The Importance of Being Earnest About An Unused Peugeot

Oscar Wilde once famously wrote: “What is a cynic? A man who knows the price of everything and the value of nothing.” We at DT don’t claim to know the price of everything, but we do understand the value in nothing…more specifically information missing from a car listing. When the one-owner Peugeot 404 story posted, one of DT’s extended staff just didn’t like what he saw…so a net was dragged over the world wide web to find the real story behind this oddly unused Frenchthing. 

An old guy’s car, meticulously maintained, or at
least kept. Why didn’t he drive it? Listing says “
Amazing time capsule!  Purchased new by a now 83
year-old gentleman…” but declines to say he died in May, his prized possessions auctioned off in
October, (Peugeot listed via hemmings) and now flipped on eBay two weeks later. Yeah, he’s
83, now and forevermore. He worked for Bethlehem Steel,
and judging from the “unmarried” in the listing, and
sparse obit and condolences, kept to himself. *Poof*
goes the sexy librarian image. *Poof* the
leather-elbow-patched philosophy professor.

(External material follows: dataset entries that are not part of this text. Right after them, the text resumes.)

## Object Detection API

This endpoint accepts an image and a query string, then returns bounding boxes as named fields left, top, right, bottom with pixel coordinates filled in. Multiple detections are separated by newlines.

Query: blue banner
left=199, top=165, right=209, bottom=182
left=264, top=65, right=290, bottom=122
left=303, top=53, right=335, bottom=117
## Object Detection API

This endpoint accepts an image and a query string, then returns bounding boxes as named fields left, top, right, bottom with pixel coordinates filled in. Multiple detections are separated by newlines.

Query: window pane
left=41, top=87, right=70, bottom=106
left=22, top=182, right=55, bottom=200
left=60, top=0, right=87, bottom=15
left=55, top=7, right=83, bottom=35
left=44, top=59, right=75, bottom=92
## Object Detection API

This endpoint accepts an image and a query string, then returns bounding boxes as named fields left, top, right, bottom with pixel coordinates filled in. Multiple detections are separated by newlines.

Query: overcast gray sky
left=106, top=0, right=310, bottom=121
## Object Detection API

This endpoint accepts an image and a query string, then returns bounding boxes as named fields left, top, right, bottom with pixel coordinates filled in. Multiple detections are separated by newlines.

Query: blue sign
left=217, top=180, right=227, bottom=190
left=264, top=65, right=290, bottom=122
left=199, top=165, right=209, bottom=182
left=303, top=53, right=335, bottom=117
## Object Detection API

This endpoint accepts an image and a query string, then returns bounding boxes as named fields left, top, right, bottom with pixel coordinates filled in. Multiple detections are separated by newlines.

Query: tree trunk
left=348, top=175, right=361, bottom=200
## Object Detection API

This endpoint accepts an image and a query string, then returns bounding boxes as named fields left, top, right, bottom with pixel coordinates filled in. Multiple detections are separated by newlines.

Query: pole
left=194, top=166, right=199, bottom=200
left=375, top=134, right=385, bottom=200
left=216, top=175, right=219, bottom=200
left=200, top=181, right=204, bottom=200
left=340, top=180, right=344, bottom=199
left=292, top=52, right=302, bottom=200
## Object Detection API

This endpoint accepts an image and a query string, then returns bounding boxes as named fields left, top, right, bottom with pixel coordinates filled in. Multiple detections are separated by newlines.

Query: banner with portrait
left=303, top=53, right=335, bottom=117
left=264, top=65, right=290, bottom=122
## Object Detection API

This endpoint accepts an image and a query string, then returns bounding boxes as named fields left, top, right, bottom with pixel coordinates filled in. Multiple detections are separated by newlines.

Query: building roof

Now you get to see the plastic seat covers and grungy
rubber.  But the real question that comes to mind is why would a 40 year old man park a Peugeot on his garage and let it rot?  Sure, you could expect an 83 year old to let a car sit for a few years, but this was a car purchased by a 36 year old man and then parked in his garage four years and 37,000 miles later.  What happened?  The estate sale includes a 1986 Yamaha FJ 1200, a ride on mower, wood chipper, snow plow, Craftsman tools…this is not the type of man who leaves a car to sit untouched for 43 years…

The current seller picked it up for an undisclosed sum of money via the estate auction and the proceeded to fix the cracked
taillight and broken antenna. Plates were swapped and they fixed a ding on the hood… scratch that,
it’s mentioned, but the eBay photos sure do minimize it
compared to the old one. 

The worlds of Oscar Wilde ring even more true: “And a sentimentalist, my dear Darlington, is a man who sees an absurd value in everything, and doesn’t know the market place of any single thing.”